Determine the values a,b,c,d, the speed of and direction of the wave, and the amplitude of the wave.


This is the question that I'm having trouble with and I'd appreciate any help here, but first this is what I was thinking:

To determine a,b,c and d I thought that the ratios of the tranverse displacements would be the same. So you would calculate a as follows:

a = [(8.08)/(10.40)]*5.68
b = [(12.62)/(10.40)]*5.68

c and d would be calculated in a similar manner. However, I'm not entirely sure that it's correct.

As for the speed and direction of the wave I don't really have a clue. For the speed of the wave I was trying to use the particle velocity relationship:

particle velocity = dy/dt = c*(dy/dx)

So c = (dy/dt)*(dx/dy)

The problem here is that with my method for calculating the values of a,b,c and d, the displacements (y) are different over the same time interval, which means that I don't get a consistent value for the particle velocity. Also with how the question is setup you can't find the change in the distance along the string with a change in the transverse displacement.

Any help would be great.
Thanks :)

Edit: OK I fixed the table, but if you can't see the word document just let me know.

 

[Integral]

You are told that this is a sinusoidal wave. What is the most general description of a wave that you are given?
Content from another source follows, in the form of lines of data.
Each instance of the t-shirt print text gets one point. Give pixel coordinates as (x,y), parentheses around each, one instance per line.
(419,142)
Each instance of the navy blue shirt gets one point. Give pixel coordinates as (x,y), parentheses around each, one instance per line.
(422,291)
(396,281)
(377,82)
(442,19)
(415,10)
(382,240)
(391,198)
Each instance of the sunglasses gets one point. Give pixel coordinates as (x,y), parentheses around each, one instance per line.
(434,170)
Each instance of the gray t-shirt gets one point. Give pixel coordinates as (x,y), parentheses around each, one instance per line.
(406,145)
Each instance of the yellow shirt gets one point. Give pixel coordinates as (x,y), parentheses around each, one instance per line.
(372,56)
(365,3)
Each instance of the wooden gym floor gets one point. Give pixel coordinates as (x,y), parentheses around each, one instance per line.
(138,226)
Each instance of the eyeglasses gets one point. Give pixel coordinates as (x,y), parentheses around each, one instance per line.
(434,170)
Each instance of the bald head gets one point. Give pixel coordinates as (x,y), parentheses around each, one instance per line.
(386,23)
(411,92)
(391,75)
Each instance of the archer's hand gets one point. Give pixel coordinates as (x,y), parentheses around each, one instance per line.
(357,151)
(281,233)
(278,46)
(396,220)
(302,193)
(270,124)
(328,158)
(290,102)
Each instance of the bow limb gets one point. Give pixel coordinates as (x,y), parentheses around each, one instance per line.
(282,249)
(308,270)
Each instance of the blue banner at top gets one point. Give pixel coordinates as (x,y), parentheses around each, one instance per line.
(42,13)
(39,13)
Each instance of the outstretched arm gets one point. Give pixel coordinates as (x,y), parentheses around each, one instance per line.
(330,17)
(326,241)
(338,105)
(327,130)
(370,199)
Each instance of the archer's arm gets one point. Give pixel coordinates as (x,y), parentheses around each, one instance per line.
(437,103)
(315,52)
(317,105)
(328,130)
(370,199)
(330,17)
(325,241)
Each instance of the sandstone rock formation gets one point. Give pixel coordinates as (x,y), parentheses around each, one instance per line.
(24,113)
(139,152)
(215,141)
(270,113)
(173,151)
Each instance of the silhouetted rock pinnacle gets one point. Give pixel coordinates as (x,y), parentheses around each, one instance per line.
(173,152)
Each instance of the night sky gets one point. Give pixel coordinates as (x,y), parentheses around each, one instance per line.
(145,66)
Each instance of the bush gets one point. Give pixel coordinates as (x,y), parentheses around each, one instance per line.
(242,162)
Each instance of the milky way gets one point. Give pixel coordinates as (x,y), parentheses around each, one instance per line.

It should look something like

S(x,t) = A Sin(bx + ct)

What you need to do is to use the information given to find the A ,b and c in the above expression.
What mathematical tools do you have at your disposal?

 

[big man]

Yeah I had the sinusoidal bit, but I figured that you'd need to solve for the speed and direction first to then be able to solve for amplitude.

What do you mean by tools exactly?
We don't use any maths programs or anything like that, we just have a summary sheet of important results regarding transverse waves.

 

[big man]

I was also wondering if there are any books that are particularly good university textbooks that cover the "Particles and Waves" topics like SHM, transverse wave motion and longitudinal wave motion and that maybe use different approaches (ie Lagrangian, hamiltonian & Newtonian).

Thanks

 

[big man]

Well I've handed in the little that I did be it right or wrong

However, if any of you have time it would be cool to still work through this problem 'cause at least then I would know how to approach questions like this.

Thanks Integral for the initial post as well.

 

[big man]

***bump*** anyone up for discussing any aspect of this question? :lol: